Monika Zgustova is an award-winning author whose works have been published in more than ten languages. She was born in Prague and studied comparative literature in the United States (University of Illinois and University of Chicago). She then moved to Barcelona, where she writes for El País, The Nation, and CounterPunch, among others. As a translator of Czech and Russian literature into Spanish and Catalan—including the writing of Havel, Kundera, Hrabal, Hašek, Dostoyevsky, Akhmatova, Tsvetaeva, and Babel—Zgustova is credited with bringing major twentieth-century writers to Spain. Her book Dressed for a Dance in the Snow: Women’s Voices from the Gulag (Other Press, 2020) was a World Literature Today Notable Translation of the Year.

Contents

The pain inflicted by the gulags has cast a long and dark shadow over Soviet-era history. Zgustová’s collection of interviews with former female prisoners not only chronicles the hardships of the camps, but also serves as testament to the power of beauty in face of adversity.

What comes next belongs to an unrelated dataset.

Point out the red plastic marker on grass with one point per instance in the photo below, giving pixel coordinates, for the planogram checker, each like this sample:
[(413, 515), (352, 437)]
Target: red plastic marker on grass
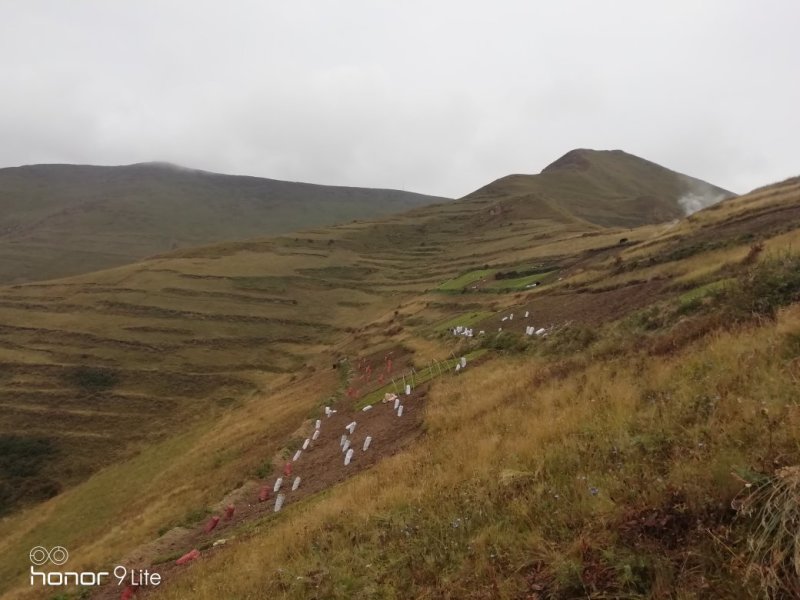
[(188, 557), (263, 495), (213, 522)]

Where one would expect to find stories of hopelessness and despair, Zgustová has unearthed tales of the love, art, and friendship that persisted in times of tragedy. Across the Soviet Union, prisoners are said to have composed and memorized thousands of verses. Galya Sanova, born in a Siberian gulag, remembers reading from a hand-stitched copy of Little Red Riding Hood. Irina Emelyanova passed poems to the male prisoner she had grown to love. In this way, the arts lent an air of humanity to the women’s brutal realities.

These stories, collected in the vein of Svetlana Alexievich’s Nobel Prize-winning oral histories, turn one of the darkest periods of the Soviet era into a song of human perseverance, in a way that reads as an intimate family history.